Pêssankas: a arte milenar ucraniana que inspira os ovos de Páscoa
Quando pensamos em ovos de Páscoa, a primeira imagem que vem à cabeça costuma ser a de chocolates coloridos. Mas muito antes dessa tradição doce ganhar o mundo, uma arte milenar já celebrava o simbolismo do ovo como sinal de vida, renovação e esperança. Estamos falando das pêssankas, os belíssimos ovos decorados à mão que fazem parte da cultura ucraniana e ganham destaque especialmente durante a Páscoa.
O que são as pêssankas?
O nome vem do verbo ucraniano pysaty, que significa “escrever”. E é exatamente isso que se faz nas pêssankas: escreve-se com cera e tintas sobre ovos, desenhando símbolos que carregam significados profundos. A prática é antiga, com registros anteriores ao cristianismo, ligada a rituais pagãos de fertilidade e celebração da primavera. Com a chegada do cristianismo à região, os significados foram incorporados à Páscoa, e os ovos passaram a representar também a ressurreição de Cristo e a vitória da vida sobre a morte.
Como são feitas

A produção de uma pêssanka exige paciência e técnica. Existem algumas técnicas diferentes para fazê-las. A mais famosa usa um instrumento chamado kistka, que lembra uma caneta, para aplicar cera de abelha derretida sobre a casca do ovo, preservando as partes que não receberão tinta. Em seguida, o ovo é mergulhado em sucessivos banhos de cor, sempre do tom mais claro para o mais escuro. Após cada mergulho, novos traços são feitos com cera para proteger áreas específicas. No fim do processo, a cera é retirada com calor, revelando o desenho completo.

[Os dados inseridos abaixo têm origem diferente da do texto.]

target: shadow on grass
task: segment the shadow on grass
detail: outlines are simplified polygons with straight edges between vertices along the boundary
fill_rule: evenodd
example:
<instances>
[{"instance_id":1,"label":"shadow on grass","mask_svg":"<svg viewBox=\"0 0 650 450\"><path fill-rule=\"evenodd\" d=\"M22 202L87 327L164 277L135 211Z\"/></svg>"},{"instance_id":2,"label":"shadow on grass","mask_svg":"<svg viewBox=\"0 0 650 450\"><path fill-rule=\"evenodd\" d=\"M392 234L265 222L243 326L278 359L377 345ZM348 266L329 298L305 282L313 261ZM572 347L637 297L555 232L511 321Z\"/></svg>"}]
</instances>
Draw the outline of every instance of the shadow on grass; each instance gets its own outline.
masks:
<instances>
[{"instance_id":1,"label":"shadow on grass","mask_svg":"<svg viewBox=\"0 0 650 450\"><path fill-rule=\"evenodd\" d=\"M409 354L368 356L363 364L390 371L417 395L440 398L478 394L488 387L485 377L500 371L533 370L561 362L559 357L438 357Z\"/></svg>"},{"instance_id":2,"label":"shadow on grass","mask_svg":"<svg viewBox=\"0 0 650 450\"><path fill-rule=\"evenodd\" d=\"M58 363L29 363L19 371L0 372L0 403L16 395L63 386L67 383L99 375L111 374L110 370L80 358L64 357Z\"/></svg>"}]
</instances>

As cores e os símbolos não são aleatórios. O vermelho, por exemplo, representa o amor e a vida. O preto, a eternidade. Já os desenhos — como flores, estrelas, cruzes e animais — também têm significados diversos, ligados à proteção, fertilidade, saúde e prosperidade.
A tradição das pêssankas no Brasil

Com a chegada dos imigrantes ucranianos ao Brasil, especialmente ao Paraná, a tradição das pêssankas encontrou um novo lar. Em Curitiba, a arte foi mantida viva por gerações — e um dos grandes responsáveis por essa preservação é o artista Jorge Serathiuk, segundo reportagem do Bem Paraná. Nascido em uma família ucraniana, ele começou a fazer pêssankas ainda criança, influenciado pelas mulheres da comunidade. Hoje, Serathiuk é reconhecido como um dos maiores divulgadores da cultura ucraniana no Brasil e utiliza as pêssankas como ferramenta de memória e identidade. Para ele, cada ovo decorado carrega a história de um povo e deve ser valorizado como patrimônio imaterial.
Maurício Linécia, nascido em Iracema (SC), trouxe uma abordagem inovadora para a arte das pêssankas ao incorporar novos materiais e técnicas. Ele trabalha com ovos de madeira torneados e também com cascas de ovos de avestruz esvaziadas, aplicando tinta acrílica e uma camada fina de verniz. Embora utilize a sobreposição de cores como na tradição, sua técnica se diferencia por não seguir o processo tradicional de ocultar e revelar imagens ao final. Em vez disso, suas composições vão surgindo aos poucos, com cada pincelada revelando novas formas em um processo completamente visível, marcado pela precisão e pela delicadeza.
Mais do que decoração: uma mensagem
Presentear alguém com uma pêssanka é desejar coisas boas. Cada símbolo e cor escolhidos no ovo carrega uma intenção — um gesto de cuidado, proteção e carinho. E é por isso que, mesmo em tempos modernos, com chocolates e coelhinhos por toda parte, essa arte ancestral segue encantando gerações e inspirando uma Páscoa com mais significado.
No fim das contas, as pêssankas nos lembram que, mais do que presentes ou doces, o que vale mesmo é a mensagem que entregamos ao outro — de esperança, de vida nova e de beleza nas pequenas coisas.